Le moyen fait grief à l’arrêt de violer l’article 774, alinéa 2, du Code judiciaire et de méconnaître le principe général du droit relatif au respect des droits de la défense en rejetant le recours sur une exception soulevée d’office, sans que l’appelant ait été invité au préalable à s’en expliquer.
Dans la mesure où il est pris de la violation de l’article 774, alinéa 2, précité, qui n’est pas applicable en matière répressive, le moyen manque en droit.
Il ressort des conclusions prises par la demanderesse devant les juges du fond que son appel concernait l’ordonnance homologuant la transaction proposée au défendeur.
Outre le motif critiqué par le moyen, l’arrêt dit également que dans la mesure où l’appel vise cette ordonnance, il y a lieu de relever qu’aucune disposition légale ne prévoit une telle voie de recours en faveur de la victime de l’infraction.
L’irrecevabilité décrétée par la cour d’appel prend donc ainsi appui sur un motif que le moyen ne critique pas et qui justifie légalement la décision.
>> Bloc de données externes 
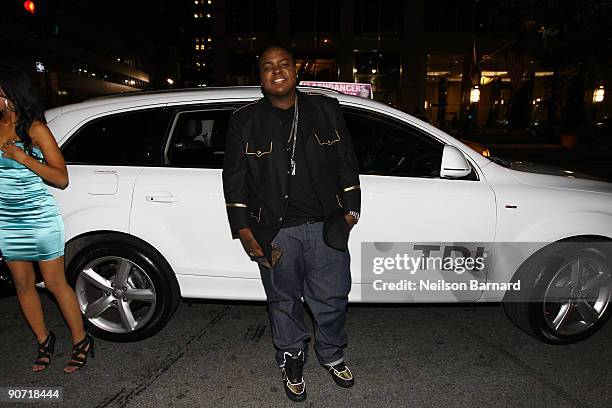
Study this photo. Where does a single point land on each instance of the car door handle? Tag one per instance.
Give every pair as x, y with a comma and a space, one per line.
162, 199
Il en résulte qu’en cette branche et dans cette mesure, le moyen, dénué d’intérêt, est irrecevable.
Quant à la seconde branche :
La demanderesse a déposé des conclusions soutenant que la transaction proposée au défendeur n’est pas légale et ne peut pas être homologuée parce que, victime d’un dommage, elle n’a cependant jamais été associée aux négociations ni informée de leur aboutissement.
Mais en relevant que la loi ne prévoit pas que la victime de l’infraction puisse relever appel de l’ordonnance homologuant la transaction proposée à son auteur, la chambre des mises en accusation a régulièrement motivé et légalement justifié sa décision.
Le moyen ne peut être accueilli.
PAR CES MOTIFS,
LA COUR
Rejette les pourvois ;
Condamne chacune des demanderesses aux frais de son pourvoi.
Lesdits frais taxés à la somme de six cent quarante-six euros dix-huit centimes dont I) sur le pourvoi de la société anonyme Duferco : soixante-deux euros nonante-deux centimes dus et trois cent vingt-cinq euros cinquante et un centimes payés par cette demanderesse et II) sur le pourvoi de la République démocratique du Congo : soixante-neuf euros soixante-trois centimes dus et cent quatre-vingt-huit euros douze centimes payés par cette demanderesse.
Ainsi jugé par la Cour de cassation, deuxième chambre, à Bruxelles, où siégeaient le chevalier Jean de Codt, président, Eric de Formanoir, Tamara Konsek, Frédéric Lugentz et François Stévenart Meeûs, conseillers, et prononcé en audience publique du quinze septembre deux mille vingt et un par le chevalier Jean de Codt, président, en présence de Michel Nolet de Brauwere, avocat général, avec l’assistance de Fabienne Gobert, greffier.